I now have 2 granddaughters, who follow much the same sort of routine. one just started at Warwick Uni. last yr. reading English Lit.. I also have a bolshie, slobby grandson who is very bright but is in constant trouble for not doing his homework in time - or legibly. His mum - and all the rest of his family including me, supported the teachers 100% when they applied punishments and detentions. So he was really out on a limb.
Now in Yr.9 he has realised that working actually matters - he has been refused permission by his school to sit one GCSE he really wanted to do. His writing is still appallingly untidy, but the homework gets done.

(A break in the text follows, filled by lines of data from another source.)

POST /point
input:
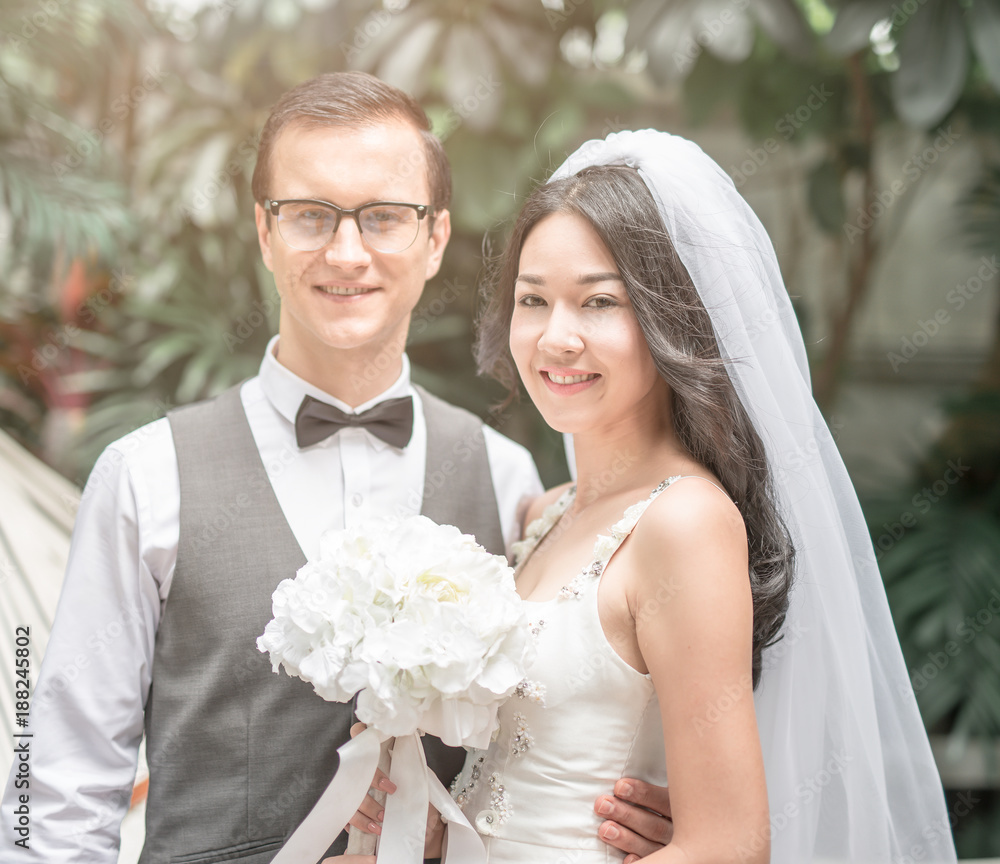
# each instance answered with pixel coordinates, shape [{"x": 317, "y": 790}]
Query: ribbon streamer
[{"x": 405, "y": 824}]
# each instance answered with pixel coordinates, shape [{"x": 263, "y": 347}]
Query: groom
[{"x": 186, "y": 525}]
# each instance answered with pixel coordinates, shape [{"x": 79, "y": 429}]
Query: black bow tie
[{"x": 391, "y": 420}]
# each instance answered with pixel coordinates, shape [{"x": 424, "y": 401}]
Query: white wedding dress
[{"x": 581, "y": 720}]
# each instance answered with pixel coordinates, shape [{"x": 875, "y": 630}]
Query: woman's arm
[{"x": 690, "y": 598}]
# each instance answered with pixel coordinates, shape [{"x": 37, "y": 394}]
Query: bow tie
[{"x": 391, "y": 420}]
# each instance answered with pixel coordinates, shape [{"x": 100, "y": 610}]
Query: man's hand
[
  {"x": 638, "y": 818},
  {"x": 368, "y": 817}
]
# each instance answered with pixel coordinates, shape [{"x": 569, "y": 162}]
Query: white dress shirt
[{"x": 87, "y": 708}]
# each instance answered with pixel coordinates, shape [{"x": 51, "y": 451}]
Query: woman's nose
[{"x": 562, "y": 333}]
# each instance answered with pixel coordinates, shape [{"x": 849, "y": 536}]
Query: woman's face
[{"x": 574, "y": 335}]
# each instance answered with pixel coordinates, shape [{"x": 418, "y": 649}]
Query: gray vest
[{"x": 237, "y": 754}]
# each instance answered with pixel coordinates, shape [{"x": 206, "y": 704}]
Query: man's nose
[{"x": 347, "y": 248}]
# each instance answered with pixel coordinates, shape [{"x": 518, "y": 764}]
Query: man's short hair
[{"x": 352, "y": 100}]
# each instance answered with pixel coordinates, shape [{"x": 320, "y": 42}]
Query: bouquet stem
[{"x": 358, "y": 842}]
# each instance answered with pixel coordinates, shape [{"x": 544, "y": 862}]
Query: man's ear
[
  {"x": 261, "y": 217},
  {"x": 440, "y": 234}
]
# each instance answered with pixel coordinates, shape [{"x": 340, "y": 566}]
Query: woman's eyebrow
[
  {"x": 585, "y": 279},
  {"x": 591, "y": 278}
]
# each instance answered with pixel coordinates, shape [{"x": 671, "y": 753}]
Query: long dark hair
[{"x": 708, "y": 417}]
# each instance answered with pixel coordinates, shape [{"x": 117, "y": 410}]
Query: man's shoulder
[
  {"x": 495, "y": 439},
  {"x": 144, "y": 441}
]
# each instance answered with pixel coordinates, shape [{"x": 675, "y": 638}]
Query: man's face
[{"x": 347, "y": 297}]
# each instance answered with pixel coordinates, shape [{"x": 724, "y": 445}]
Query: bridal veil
[{"x": 850, "y": 773}]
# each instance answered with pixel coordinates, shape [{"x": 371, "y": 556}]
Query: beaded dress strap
[{"x": 605, "y": 545}]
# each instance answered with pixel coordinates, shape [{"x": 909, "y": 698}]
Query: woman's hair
[{"x": 708, "y": 417}]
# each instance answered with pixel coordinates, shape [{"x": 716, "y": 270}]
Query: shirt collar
[{"x": 285, "y": 390}]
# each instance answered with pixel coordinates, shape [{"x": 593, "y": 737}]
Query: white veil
[{"x": 850, "y": 773}]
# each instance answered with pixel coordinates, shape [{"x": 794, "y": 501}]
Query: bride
[{"x": 705, "y": 599}]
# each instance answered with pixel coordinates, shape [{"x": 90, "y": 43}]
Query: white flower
[{"x": 415, "y": 618}]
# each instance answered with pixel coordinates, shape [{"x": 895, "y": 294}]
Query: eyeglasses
[{"x": 386, "y": 226}]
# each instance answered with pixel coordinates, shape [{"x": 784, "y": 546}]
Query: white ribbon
[{"x": 405, "y": 823}]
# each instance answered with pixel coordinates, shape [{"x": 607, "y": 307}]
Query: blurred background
[{"x": 865, "y": 134}]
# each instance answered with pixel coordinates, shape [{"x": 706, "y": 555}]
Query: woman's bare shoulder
[{"x": 692, "y": 522}]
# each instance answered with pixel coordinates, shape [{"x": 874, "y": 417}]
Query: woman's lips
[
  {"x": 345, "y": 290},
  {"x": 567, "y": 381}
]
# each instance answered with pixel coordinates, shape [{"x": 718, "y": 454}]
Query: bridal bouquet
[{"x": 425, "y": 627}]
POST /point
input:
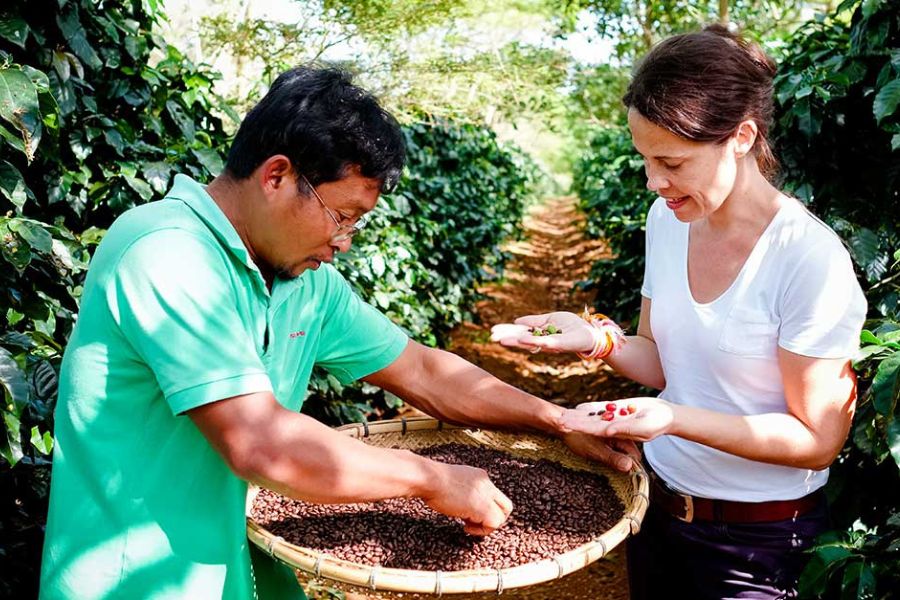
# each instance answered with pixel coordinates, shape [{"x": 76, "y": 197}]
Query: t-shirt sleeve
[
  {"x": 823, "y": 309},
  {"x": 357, "y": 339},
  {"x": 652, "y": 215},
  {"x": 174, "y": 299}
]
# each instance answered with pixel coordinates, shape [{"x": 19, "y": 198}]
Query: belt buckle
[{"x": 688, "y": 508}]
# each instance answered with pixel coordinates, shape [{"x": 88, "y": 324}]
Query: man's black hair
[{"x": 324, "y": 124}]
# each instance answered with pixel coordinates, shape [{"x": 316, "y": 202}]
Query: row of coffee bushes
[
  {"x": 88, "y": 128},
  {"x": 612, "y": 190},
  {"x": 431, "y": 243},
  {"x": 838, "y": 139}
]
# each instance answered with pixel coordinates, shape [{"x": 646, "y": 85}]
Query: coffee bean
[{"x": 556, "y": 510}]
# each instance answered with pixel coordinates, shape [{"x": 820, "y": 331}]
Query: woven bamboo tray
[{"x": 422, "y": 432}]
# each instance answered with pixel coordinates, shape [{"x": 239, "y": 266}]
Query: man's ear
[
  {"x": 274, "y": 173},
  {"x": 745, "y": 137}
]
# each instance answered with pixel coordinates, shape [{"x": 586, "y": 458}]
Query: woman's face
[{"x": 695, "y": 178}]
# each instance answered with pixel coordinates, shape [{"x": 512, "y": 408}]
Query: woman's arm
[
  {"x": 637, "y": 359},
  {"x": 820, "y": 396}
]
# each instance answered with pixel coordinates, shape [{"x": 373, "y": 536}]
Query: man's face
[{"x": 298, "y": 231}]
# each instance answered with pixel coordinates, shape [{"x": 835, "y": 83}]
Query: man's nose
[{"x": 342, "y": 245}]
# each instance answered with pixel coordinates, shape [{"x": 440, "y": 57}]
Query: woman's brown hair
[{"x": 702, "y": 85}]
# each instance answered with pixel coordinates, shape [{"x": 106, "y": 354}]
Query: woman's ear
[{"x": 745, "y": 137}]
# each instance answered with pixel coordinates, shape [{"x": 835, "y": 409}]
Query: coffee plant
[
  {"x": 837, "y": 135},
  {"x": 838, "y": 126},
  {"x": 611, "y": 186},
  {"x": 430, "y": 244}
]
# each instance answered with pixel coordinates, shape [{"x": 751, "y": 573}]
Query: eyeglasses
[{"x": 344, "y": 231}]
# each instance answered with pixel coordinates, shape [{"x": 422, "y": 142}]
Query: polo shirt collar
[{"x": 194, "y": 194}]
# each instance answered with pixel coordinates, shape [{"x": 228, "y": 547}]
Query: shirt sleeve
[
  {"x": 823, "y": 309},
  {"x": 175, "y": 301},
  {"x": 357, "y": 339}
]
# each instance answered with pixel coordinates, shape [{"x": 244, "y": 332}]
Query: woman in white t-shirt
[{"x": 750, "y": 314}]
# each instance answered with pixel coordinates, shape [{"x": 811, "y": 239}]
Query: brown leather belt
[{"x": 692, "y": 508}]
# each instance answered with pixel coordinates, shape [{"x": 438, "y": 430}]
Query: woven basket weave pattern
[{"x": 414, "y": 434}]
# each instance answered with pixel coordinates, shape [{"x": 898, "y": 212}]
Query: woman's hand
[
  {"x": 638, "y": 419},
  {"x": 575, "y": 333}
]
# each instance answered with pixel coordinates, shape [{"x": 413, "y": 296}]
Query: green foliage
[
  {"x": 839, "y": 135},
  {"x": 610, "y": 183},
  {"x": 90, "y": 124},
  {"x": 635, "y": 25},
  {"x": 430, "y": 244},
  {"x": 839, "y": 141}
]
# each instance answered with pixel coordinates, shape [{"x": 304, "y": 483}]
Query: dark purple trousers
[{"x": 712, "y": 560}]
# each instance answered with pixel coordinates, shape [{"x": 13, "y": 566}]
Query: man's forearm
[
  {"x": 304, "y": 459},
  {"x": 454, "y": 390}
]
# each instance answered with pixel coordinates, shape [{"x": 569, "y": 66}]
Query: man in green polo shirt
[{"x": 201, "y": 318}]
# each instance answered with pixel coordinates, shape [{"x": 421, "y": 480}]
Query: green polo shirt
[{"x": 175, "y": 315}]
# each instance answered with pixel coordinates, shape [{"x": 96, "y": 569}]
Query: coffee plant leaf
[
  {"x": 886, "y": 385},
  {"x": 70, "y": 25},
  {"x": 43, "y": 442},
  {"x": 19, "y": 106},
  {"x": 12, "y": 185},
  {"x": 893, "y": 438},
  {"x": 887, "y": 100},
  {"x": 14, "y": 384},
  {"x": 14, "y": 28},
  {"x": 858, "y": 581},
  {"x": 10, "y": 441}
]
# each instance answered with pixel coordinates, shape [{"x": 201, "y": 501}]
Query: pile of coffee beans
[{"x": 556, "y": 510}]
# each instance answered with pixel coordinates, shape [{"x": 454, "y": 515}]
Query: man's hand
[
  {"x": 618, "y": 454},
  {"x": 467, "y": 493},
  {"x": 575, "y": 333}
]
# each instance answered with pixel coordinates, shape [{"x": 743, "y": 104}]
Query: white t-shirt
[{"x": 797, "y": 290}]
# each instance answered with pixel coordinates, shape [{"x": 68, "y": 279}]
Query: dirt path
[{"x": 546, "y": 263}]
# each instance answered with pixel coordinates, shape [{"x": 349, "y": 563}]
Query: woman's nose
[{"x": 655, "y": 180}]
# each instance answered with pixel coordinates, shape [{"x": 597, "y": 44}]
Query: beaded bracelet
[{"x": 607, "y": 334}]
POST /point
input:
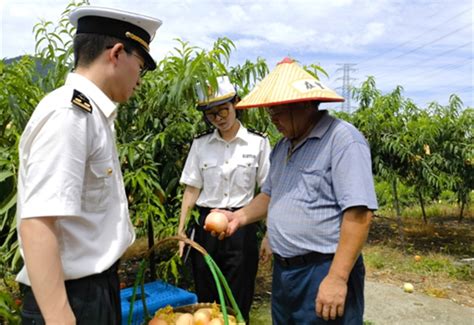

If home can't do the trick then home plus school working together can. Good luck. :)
Is there not an after-school facility for students to stay behind and do their homework? Failing that, I would insist that she knuckles down to it as soon as she gets home. The quicker she does it the more time she will have to herself. I certainly don't think you should give in to her and allow her to fail. That would teach her a lesson but not one she would learn until later in life when she's scrubbing floors for a living.
I think it is important that she feels she is doing the homework as her choice & not a meaningless hoop she has to jump through, but you need to help her make that right choice - which is obviously, to do it.
She needs to understand that there is some real purpose to it for what will come beyond her situation at this moment.
Ask her where she would like to be in say 10 years time, would she be happy working on a check-out at Tesco, or prefer to be in one of the professions, maybe medicine or law or whatever.
Has she got any inkling about what she might want to be as an adult?
Which of her subjects does she like the best might be a good start.
I'd try to introduce some choice - ie you daughter can opt to do the homework straight after school, before tea or after tea...but it would have to be done. I'd remind her too that she can choose to get the least-liked subjects out of the way first, or tackle any favourites (which might put her in a good mood once she gets started!).
the after-school facility naomi mentions is the best way - the son of a friend of mine used to have that option and made the most of it; no such thing at the school my son attended and he was always a bit disorganised.
For myself, I used to spend the evening on the phone to classmates (we lived too far apart to actually visit each other) going over the homework together.
Some teachers used to hint that we were cheating, as if there's some special merit in doing everything alone; we just figured we were learning collaboratively, and we all did very well.